2016-03-23

Chinese Begin to Predict End of Housing Price Rise

Reuters: China Resources Land says top cities may take steps to steady housing market
State-backed property developer China Resources Land Ltd on Monday said local governments in the country's top-tier cities may introduce partial short-term tightening measures to tame an overheating housing market.

iFeng: 全国楼市“高烧”将退 暴涨城市房价或将回落
First-tier city home prices may fall

Cause I love my family group vice president Hu Jinghui analysis, in February the central fiscal policy, monetary policy, two-pronged approach, the continuous introduction of a number of favorable policies from many down payment, interest rate, deed tax, business tax and other property for the property market, especially second and third tier cities, effective stimulated the demand for property, boosted market confidence, so in February new home prices have more second and third tier cities turned up by the fall, the national new homes property market, the overall trend of recovery, while second-hand housing market is more mature and cities some second-tier cities in the second-hand housing prices are rising.
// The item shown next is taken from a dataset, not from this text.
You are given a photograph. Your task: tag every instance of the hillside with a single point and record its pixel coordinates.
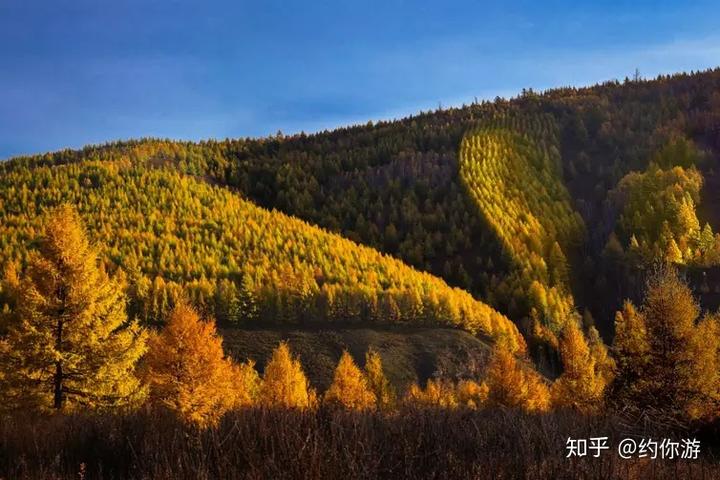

Hu Jinghui said that in February prices continued to rise at the same time, we should also see housing prices in Shenzhen vanguard of new and existing homes, home prices began to fall than rise, indicating that some time ago soaring prices of cities, especially in Shenzhen being taken curb speculative investment, curb housing prices move has been noticed. Expects the future with the further withdrawal of investors, the Shenzhen property market will be the first cool down, prices finished lower, or will, immediately after Shenzhen, housing prices in Shanghai, Beijing, Guangzhou and other first-tier and second-tier cities focus will gradually stabilize, and some pre-Rate regional soaring, housing prices may pullback.

SCMP: A chill descends over Shenzhen’s formerly red-hot housing market
Total transactions by area in the nation’s most expensive city decreased 24 per cent to 89,400 square metres last week over the prior week, and fell 10 per cent year on year, according to China Index Academy. That compares to at least 25 per cent year on year growth in three other first-tier cities of Beijing, Shanghai and Guangzhou.